On 14 March 1944 Kalinindorf was liberated. I submitted a request for going back. We received permission for reevacuation only in November. I wrote to the village council that we were returning and asked them to inform me on what happened to our relatives. They wrote me back that Moishe and Kreina Freidkins and their children were shot by fascists in Kalinindorf. I received the same notification for my father and stepmother in Sagaydak. I was eager to go back to my home place. Our return trip lasted for about a month. The trains were passing by without stopping, so overcrowded they were and we had to wait at stations for a long time before getting on another train. Finally in late December 1944 we arrived at Kalinindorf. I hired a wagon to take us home. Our house was there, but the door was locked. A Ukrainian woman and her son had moved into our house. She came back in the evening with a friend of hers and chairman of the village council. They allowed us to live in half of the house, but we were happy about it. Hungry and exhausted, we fell asleep on the floor. In the morning we found out that there was nothing left in the house: this woman had taken our belongings away. Our Russian neighbor Maria came to see us. She was very happy that we were back. She gave us stools, dishes, buckets and casseroles: everything we needed to start with. That same day the Ukrainian woman moved into another Jewish house. Its owners had perished. There were many empty Jewish houses in Kalinindorf and other colonies. Tsylia and I went to work in the kolkhoz. People were helping us giving us whatever they could. I remember how my son got severely ill. I found the apartment of an assistant doctor, but he wasn’t at home. When I returned home, my son was almost fainting from pain and I burst into tears for the first time in the past years. I felt so unhappy that I rescued my son in Asia and in the hard conditions when we were evacuation, but now my son was dying. At night the assistant doctor knocked on the door. He examined my son, gave him some medications and stayed beside him through the night till my son got better.

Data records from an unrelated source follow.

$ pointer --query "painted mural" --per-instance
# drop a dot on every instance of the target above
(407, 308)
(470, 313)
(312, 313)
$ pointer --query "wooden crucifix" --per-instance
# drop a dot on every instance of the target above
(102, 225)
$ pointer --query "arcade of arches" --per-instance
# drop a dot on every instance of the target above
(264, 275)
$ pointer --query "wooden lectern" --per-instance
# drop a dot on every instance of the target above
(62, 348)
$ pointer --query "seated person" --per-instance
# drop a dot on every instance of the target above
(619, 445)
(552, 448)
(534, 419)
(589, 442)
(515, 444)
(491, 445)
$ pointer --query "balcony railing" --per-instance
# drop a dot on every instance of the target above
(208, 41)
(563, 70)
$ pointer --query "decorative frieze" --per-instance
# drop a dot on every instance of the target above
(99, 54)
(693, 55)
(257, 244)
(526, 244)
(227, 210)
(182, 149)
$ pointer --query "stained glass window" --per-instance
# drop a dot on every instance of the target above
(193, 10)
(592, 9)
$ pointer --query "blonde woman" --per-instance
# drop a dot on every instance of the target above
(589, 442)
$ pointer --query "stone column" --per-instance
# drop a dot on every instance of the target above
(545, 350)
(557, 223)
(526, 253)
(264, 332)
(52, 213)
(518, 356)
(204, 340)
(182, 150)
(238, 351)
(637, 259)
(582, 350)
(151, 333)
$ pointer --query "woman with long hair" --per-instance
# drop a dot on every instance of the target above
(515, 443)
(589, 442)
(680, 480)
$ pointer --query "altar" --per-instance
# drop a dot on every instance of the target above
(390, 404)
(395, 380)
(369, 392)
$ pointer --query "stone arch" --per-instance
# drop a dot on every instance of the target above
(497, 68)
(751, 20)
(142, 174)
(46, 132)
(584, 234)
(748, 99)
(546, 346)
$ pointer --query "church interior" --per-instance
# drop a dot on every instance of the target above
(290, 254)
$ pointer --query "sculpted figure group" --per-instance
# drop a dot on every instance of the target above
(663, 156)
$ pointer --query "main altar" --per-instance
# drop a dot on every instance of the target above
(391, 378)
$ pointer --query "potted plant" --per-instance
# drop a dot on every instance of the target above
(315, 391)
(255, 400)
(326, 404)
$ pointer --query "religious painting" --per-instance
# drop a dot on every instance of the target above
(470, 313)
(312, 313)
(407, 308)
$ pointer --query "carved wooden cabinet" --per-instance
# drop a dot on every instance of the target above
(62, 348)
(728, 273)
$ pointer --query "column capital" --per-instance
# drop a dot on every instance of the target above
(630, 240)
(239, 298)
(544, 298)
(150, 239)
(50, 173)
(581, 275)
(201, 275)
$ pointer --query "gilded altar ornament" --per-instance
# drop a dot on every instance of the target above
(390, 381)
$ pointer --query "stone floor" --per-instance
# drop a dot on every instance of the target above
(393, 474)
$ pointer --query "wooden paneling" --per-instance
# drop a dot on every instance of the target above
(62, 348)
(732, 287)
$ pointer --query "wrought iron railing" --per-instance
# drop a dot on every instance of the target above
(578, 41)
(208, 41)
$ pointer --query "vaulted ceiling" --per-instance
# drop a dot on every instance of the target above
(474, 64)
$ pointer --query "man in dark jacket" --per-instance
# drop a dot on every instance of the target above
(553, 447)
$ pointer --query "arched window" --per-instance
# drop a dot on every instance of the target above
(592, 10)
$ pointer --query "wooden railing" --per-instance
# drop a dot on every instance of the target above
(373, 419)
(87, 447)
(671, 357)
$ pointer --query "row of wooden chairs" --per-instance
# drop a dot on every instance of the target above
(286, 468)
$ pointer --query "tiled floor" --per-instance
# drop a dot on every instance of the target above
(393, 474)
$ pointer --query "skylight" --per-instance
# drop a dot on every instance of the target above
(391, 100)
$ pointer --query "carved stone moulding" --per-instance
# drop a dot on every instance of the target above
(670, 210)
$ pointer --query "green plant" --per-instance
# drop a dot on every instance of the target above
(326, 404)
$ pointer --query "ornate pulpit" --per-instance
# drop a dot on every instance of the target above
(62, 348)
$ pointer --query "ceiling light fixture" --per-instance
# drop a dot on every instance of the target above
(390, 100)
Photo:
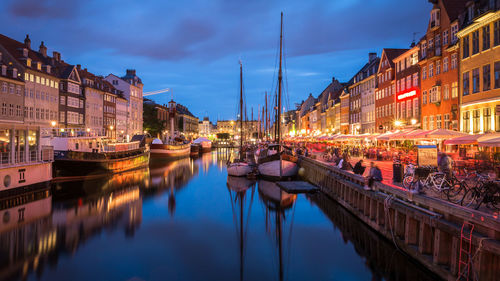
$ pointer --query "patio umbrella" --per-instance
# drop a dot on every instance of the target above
(490, 140)
(467, 139)
(443, 134)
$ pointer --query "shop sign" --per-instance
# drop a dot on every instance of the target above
(406, 95)
(426, 155)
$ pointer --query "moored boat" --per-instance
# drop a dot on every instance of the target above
(169, 151)
(24, 162)
(84, 156)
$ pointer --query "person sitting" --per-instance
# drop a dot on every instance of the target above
(359, 169)
(375, 175)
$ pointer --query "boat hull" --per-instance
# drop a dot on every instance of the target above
(170, 152)
(271, 169)
(238, 169)
(70, 167)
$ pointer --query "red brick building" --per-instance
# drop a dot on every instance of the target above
(386, 90)
(439, 66)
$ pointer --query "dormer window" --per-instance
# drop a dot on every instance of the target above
(435, 18)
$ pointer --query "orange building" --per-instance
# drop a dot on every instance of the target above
(439, 66)
(386, 91)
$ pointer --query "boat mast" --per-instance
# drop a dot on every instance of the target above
(280, 78)
(241, 111)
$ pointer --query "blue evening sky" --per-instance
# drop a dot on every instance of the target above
(193, 46)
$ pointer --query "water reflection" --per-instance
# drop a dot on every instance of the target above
(118, 228)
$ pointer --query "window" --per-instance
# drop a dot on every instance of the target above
(486, 77)
(465, 47)
(496, 33)
(454, 30)
(466, 121)
(446, 92)
(487, 119)
(475, 42)
(475, 80)
(466, 83)
(486, 37)
(476, 120)
(415, 107)
(497, 74)
(454, 90)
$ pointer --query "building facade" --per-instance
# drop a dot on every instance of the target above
(480, 70)
(386, 90)
(439, 66)
(362, 100)
(408, 93)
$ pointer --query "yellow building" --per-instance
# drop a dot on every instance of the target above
(480, 74)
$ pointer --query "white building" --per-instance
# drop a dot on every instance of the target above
(131, 86)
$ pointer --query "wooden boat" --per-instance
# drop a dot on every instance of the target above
(83, 156)
(281, 164)
(239, 167)
(169, 151)
(195, 150)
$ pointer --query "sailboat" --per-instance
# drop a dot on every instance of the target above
(281, 164)
(239, 167)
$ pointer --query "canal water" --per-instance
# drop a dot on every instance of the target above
(185, 220)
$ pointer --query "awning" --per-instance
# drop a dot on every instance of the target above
(467, 139)
(490, 140)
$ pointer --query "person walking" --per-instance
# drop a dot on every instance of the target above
(375, 175)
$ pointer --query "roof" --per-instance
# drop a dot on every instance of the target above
(15, 48)
(391, 54)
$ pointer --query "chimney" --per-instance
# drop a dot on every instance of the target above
(43, 50)
(372, 57)
(57, 56)
(130, 72)
(27, 41)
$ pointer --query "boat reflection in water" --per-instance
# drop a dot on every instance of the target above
(172, 176)
(238, 187)
(278, 206)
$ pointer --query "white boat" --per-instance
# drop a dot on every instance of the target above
(239, 169)
(24, 162)
(280, 164)
(206, 144)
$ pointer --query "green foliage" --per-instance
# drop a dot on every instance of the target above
(151, 123)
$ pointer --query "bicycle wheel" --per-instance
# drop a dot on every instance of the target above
(407, 180)
(453, 193)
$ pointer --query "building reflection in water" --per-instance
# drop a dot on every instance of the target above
(238, 187)
(280, 211)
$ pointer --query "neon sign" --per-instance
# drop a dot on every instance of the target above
(407, 95)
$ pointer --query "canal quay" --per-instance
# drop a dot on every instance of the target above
(183, 220)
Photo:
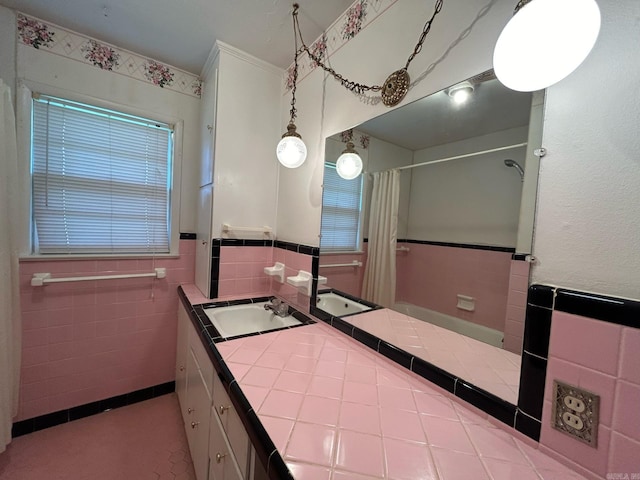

In January 1945 the Supreme Soviet issued an order about opening children’s homes for all homeless children. In Kalinindorf a children’s home was opened in the building of the Jewish school built before the war. The executive committee [20] authorized me to take the responsibility for restoration of the building and opening of the children’s home. We gathered bricks to make a stove and washed and cleaned the walls and windows, bought beds, desks, blankets and bed sheets. The villagers also donated whatever they could. On 16 March 1945 I conducted the opening ceremony. At first there were six children in the home. Four of them were German children, whose parents had been deported from the colony before fascists came to the village. The children stayed in a Ukrainian family. At first I was acting director of this home till they appointed a nice man for this position. He returned from the front where he had lost his arms. I became a teacher. I assisted director with everything. We celebrated 9 May 1945 – Victory Day, in the children’s home. God, it was happiness!

Some time later men began to return from the front. In early 1946 Abram Aral, our neighbor, returned. We were friends with his family before the war. Abram had a wife and two children: Sonia, 6 years old and a baby son. His older brother Shmilyk lived in this same house. When the war began, Abram was recruited to the army and Shmilyk took his time considering whether they should evacuate or stay home. When they finally decided to move, it was too late. There were Germans all around. They were shot by fascists in 1941. Abram’s sister from Zaporozhie, whose husband perished at the front, came to live with him. Abram and his sister often came by to see us and Tsylia visited them. We were sad about our deceased dear ones often talking about them. In summer 1946 Tsylia’s husband Avrum returned from the front. They moved to Kherson, and my mother-in-law Rasia went with them. My mother-in-law sold the house under condition that my son and son would live there as long as we needed. Some time later Abram and I felt that there was more to our relationship than just the memories: our late and much suffered for love came to us. I moved in with Abram and we got married in 1947.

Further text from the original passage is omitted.